THIS difference can be found in the EPA regulations and definitions and requirements for various forms of pollution controls for incinerators and boilers. As far as I know and remember from reading these regulations and stories about them, they don’t mention tipping fees but center on the source of the woody biomass and what would normally happen to it in the absence of an incinerator of boiler.
The biomass industry is spending gobs of money on lawyers fighting these definitions within the EPA regs and their claim that installing MACT controls would severely hamper the biomass “industry”.

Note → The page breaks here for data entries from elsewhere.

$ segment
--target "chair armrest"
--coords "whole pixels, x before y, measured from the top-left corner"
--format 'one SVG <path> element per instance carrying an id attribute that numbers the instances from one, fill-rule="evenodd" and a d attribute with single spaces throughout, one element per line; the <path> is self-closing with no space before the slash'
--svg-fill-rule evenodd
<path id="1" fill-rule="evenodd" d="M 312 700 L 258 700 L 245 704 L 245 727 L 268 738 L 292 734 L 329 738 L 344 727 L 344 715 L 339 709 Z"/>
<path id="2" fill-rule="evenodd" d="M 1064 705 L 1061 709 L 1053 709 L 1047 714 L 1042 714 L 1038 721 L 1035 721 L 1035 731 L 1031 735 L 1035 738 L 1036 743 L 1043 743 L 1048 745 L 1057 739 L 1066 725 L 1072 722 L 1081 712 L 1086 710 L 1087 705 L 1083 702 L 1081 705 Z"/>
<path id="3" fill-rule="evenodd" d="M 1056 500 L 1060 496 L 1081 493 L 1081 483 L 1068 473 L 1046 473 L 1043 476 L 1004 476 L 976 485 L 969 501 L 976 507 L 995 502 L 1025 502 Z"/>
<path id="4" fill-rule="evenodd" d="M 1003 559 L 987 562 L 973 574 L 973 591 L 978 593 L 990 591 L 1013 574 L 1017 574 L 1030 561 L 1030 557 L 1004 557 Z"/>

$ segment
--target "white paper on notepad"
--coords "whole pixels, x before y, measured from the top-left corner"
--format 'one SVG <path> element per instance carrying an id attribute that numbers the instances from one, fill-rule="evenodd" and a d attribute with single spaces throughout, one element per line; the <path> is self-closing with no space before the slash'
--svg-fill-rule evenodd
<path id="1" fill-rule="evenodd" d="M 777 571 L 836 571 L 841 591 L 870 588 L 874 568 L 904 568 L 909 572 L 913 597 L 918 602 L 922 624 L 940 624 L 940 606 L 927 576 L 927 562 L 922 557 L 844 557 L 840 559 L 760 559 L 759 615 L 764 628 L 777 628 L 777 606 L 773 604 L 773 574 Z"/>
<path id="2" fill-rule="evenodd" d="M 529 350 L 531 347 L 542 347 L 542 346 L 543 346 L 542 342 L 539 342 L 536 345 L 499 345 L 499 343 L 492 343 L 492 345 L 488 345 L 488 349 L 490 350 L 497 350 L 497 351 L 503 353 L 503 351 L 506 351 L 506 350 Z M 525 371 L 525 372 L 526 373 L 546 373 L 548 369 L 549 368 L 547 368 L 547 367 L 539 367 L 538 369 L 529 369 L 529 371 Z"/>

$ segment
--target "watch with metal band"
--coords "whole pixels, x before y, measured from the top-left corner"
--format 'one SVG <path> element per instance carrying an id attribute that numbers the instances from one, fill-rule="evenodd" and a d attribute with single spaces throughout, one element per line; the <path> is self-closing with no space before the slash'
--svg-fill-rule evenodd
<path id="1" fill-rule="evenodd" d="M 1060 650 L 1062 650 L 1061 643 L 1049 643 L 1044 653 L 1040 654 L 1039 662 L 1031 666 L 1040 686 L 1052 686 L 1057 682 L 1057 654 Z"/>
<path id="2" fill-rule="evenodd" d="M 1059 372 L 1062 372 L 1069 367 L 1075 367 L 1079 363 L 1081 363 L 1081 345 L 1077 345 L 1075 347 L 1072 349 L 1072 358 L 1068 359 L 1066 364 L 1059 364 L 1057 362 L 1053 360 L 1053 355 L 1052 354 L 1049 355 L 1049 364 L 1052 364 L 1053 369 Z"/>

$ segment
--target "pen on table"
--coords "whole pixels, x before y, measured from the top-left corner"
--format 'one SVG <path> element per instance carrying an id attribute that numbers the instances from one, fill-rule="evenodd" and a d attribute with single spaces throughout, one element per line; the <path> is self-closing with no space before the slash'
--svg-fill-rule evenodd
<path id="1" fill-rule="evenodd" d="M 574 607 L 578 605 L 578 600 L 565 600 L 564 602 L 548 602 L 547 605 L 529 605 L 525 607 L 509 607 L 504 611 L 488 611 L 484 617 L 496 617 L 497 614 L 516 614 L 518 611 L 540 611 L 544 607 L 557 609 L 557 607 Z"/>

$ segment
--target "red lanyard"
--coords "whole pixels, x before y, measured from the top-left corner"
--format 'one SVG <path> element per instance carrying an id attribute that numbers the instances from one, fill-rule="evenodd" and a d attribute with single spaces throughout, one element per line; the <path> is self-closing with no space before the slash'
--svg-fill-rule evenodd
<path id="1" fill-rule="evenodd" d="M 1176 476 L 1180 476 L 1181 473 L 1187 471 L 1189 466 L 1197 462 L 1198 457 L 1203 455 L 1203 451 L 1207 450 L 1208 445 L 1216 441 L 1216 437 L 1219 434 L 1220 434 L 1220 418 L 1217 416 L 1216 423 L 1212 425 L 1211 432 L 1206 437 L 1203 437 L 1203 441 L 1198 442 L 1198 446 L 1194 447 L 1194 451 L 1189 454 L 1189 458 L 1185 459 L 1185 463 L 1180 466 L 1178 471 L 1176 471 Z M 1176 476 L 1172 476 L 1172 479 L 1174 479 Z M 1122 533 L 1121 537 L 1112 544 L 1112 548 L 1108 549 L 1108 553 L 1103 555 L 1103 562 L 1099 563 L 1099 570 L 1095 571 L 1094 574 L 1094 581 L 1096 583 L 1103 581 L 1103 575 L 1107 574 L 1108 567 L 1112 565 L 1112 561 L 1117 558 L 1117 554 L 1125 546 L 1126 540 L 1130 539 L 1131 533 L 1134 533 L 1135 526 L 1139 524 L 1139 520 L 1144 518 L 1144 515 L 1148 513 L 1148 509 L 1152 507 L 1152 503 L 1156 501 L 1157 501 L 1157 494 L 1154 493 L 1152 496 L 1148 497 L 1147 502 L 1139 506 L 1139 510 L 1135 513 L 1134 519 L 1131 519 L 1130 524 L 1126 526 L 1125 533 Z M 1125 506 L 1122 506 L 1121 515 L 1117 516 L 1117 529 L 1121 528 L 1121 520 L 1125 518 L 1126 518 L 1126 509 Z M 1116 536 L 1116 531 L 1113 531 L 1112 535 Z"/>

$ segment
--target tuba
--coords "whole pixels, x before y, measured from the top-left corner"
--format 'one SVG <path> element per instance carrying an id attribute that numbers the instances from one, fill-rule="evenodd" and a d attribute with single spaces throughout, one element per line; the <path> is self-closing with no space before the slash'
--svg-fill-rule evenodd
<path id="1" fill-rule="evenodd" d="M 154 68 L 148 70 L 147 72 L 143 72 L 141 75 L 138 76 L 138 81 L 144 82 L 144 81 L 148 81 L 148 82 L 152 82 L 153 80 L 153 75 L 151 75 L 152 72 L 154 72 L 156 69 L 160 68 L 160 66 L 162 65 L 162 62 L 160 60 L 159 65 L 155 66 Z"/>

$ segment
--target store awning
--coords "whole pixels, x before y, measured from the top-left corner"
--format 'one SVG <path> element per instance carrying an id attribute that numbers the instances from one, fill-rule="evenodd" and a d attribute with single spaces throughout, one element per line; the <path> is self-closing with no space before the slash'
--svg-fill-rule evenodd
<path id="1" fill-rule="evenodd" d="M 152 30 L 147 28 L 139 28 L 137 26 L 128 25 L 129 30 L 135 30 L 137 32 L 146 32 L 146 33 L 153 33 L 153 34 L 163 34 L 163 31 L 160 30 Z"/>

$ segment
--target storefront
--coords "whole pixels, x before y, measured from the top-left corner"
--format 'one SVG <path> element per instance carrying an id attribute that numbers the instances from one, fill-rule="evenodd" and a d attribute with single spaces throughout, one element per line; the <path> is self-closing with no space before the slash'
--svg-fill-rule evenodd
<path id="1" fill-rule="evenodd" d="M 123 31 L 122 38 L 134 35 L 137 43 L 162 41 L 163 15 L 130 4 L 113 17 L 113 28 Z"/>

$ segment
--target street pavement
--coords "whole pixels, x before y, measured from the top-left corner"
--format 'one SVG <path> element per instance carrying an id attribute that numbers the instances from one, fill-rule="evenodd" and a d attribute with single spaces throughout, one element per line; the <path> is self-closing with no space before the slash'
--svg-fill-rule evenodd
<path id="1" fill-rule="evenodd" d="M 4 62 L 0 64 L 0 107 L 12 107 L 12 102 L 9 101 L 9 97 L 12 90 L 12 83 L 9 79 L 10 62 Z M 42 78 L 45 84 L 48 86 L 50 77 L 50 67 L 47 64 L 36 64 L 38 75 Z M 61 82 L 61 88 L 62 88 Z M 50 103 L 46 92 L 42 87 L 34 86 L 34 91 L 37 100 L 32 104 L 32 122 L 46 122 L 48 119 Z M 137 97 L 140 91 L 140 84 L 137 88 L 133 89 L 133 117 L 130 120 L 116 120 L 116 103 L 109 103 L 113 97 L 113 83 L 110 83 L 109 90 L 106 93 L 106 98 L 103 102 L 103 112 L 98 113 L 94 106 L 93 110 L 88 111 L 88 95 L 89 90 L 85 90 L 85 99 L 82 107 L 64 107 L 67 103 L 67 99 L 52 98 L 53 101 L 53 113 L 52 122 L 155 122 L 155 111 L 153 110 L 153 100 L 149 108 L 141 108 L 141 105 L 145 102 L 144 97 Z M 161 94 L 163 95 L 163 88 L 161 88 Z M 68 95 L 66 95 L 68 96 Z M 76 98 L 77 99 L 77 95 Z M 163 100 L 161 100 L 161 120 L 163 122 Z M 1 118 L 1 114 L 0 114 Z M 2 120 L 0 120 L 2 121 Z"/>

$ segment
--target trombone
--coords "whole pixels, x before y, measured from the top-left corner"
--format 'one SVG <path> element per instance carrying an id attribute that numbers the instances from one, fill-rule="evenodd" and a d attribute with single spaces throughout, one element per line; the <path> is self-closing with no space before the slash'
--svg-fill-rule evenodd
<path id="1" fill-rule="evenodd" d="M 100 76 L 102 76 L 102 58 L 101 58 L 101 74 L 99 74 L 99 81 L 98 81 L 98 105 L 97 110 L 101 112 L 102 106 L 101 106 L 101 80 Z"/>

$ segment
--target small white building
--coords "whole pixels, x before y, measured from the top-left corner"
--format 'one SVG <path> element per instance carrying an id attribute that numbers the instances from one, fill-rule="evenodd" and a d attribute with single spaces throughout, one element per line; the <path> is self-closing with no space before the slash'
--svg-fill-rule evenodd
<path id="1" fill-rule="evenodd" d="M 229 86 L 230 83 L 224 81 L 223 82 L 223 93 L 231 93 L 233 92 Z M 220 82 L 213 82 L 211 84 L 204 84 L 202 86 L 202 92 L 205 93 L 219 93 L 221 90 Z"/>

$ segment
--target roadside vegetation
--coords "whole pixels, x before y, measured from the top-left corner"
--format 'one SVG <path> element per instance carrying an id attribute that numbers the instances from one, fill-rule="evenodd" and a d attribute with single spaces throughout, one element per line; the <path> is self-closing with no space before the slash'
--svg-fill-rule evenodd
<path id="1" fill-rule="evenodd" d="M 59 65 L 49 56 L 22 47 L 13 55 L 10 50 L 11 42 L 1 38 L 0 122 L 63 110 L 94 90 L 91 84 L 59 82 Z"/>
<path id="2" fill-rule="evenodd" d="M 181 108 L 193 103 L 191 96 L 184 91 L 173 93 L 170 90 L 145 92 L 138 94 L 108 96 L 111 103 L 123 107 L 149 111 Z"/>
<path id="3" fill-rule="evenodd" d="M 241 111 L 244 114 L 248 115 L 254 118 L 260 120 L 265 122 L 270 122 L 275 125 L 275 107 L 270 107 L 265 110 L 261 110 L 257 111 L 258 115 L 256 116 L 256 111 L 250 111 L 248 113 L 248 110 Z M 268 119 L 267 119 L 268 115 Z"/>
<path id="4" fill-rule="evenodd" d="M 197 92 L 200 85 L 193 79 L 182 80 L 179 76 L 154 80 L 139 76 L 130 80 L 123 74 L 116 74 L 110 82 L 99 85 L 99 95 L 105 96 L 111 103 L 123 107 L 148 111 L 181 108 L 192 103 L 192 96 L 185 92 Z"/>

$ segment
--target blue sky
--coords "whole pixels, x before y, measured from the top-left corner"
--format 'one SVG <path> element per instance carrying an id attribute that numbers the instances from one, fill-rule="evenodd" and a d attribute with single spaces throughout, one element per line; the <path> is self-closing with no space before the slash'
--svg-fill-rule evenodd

I read that as, it would hamper their making (IMO: stealing) gobs of taxpayer and ratepayer money for cap and trade carbon credits. The cap and trade carbon market is projected to be worth TWO TRILLION $$$ by 2020.
THAT should put the $75 million Adage subsidy into perspective for everyone. Without cap and trade carbon offsets, Duke energy would have to raise the electric rates for all of of its customers east of the Mississippi by up to 40%. WITH cap and trade they instead offset all that carbon and make BILLIONS trading credits GRANTED to them for woody biomass spewing even MORE carbon. Essentially the only difference is if wood can be grown again VS coal that is carbon safely sequestered for eons in rock.
Our job is to make sure that slash is defined as waste, period. If we use Adage’s OWN advertising, statements and public statements used against us to try to site and build the incinerator (“it would just lie on the ground and rot or be burned in slash fires”) then it will be difficult for them to claim otherwise. Getting detoured on some unknown definition that doesn’t apply, IE: tipping fees, then we lose our clear cut this or that definition.
Or as they say “KISS”. Keep it simple……..
If it would be left to rot or to be burned on the ground, it’s WASTE. Let others make the opposing argument if they think they can. To me, if it’s not waste, then it has another use and isn’t left to rot or to be burned on site. Tipping fee just confuses the issue and isn’t a necessary component of a simple definition, regulation or logical argument.